Henry Waxman has been trying to enshrine the terrible compromise promulgated by Google and Verizon into law, by pushing a truly terrible bill on broadband that strips the FCC of rulemaking and classification ability, and gives wireless Internet providers carte blanche to discriminate in favor of their products.
The FCC will not have rulemaking authority under a network neutrality bill that key House Democrats plan to introduce soon, according to a recent draft obtained by Tech Daily Dose.
Instead, the commission will deal with enforcement on a case-by-case basis. Broadband providers who violate the law will face a maximum penalty of $2 million by the FCC, under the bill.
A $2 million dollar penalty? Might as well roll that back to $0, you’d have about as much of a chance to deter telecoms from doing their best to maxmize profits for themselves and their partners through rulebreaking.
The FCC would not be able to reclassify broadband under Title II of the Communications Act, which three commissioners on the five-member panel have publicly expressed a preference for in the past. The FCC would get to ask nicely to the House and Senate Commerce Committees for additional authority to implement the National Broadband Plan, also at risk under current broadband classification, which was put into place under the Bush Administration.

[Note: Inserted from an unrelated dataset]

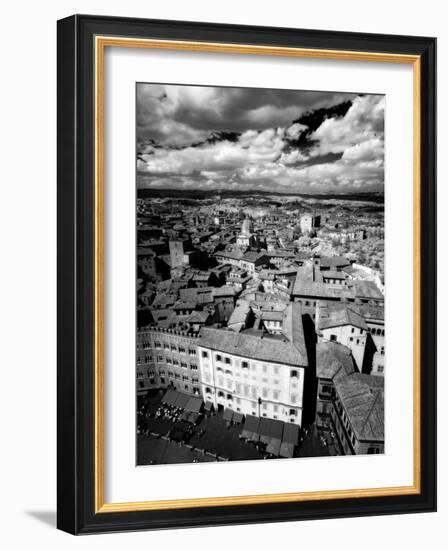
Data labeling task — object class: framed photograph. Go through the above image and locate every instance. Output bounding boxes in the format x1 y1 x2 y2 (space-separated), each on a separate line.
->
58 15 436 534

The Waxman bill again treats “wireline” and “wireless” broadband differently, even though the only difference is that the growth and the future of the Internet lies entirely in wireless. While wireline net neutrality would get enshrined into the law, no such restrictions would be bestowed upon wireless broadband. Here’s the relevant section of the draft:
“(b) DUTIES OF WIRELESS PROVIDERS.— A person engaged in the provision of broadband Internet access service by radio, insofar as such person is so engaged—
“(1) shall not block consumers from accessing lawful Internet websites, subject to
reasonable network management;
“(2) shall not block lawful applications that compete with the provider’s voice or
video communications services in which the provider has an attributable interest, subject
to reasonable network management; and
“(3) shall disclose with regard to its wireless broadband Internet access services
the same information required of wireline broadband Internet access service by paragraph 12(a)(3).
This mirrors the Google-Verizon deal. It allows blocking over wireless broadband any peer-to-peer activity or even applications, and merely forces “transparency” rather than a ban on discrimination of lawful traffic. An unnamed source in the National Journal story gets this right: “This bill represents a giant retreat by some of those who claim to support net neutrality and sends the wrong signal to the FCC who will ultimately deal with this issue.”
Interestingly, the draft proposal has a sunset at the end of 2012. That’s probably a good idea with all Internet-related legislation, given the fast pace of innovation. But it means that the FCC wouldn’t be able to do anything on reclassification until the next election, and I think the timing is pretty profound.
This could move through the House and Senate in a lame duck session. The telecom lobby is one of the most powerful on Capitol Hill, and the content providers perhaps even bigger.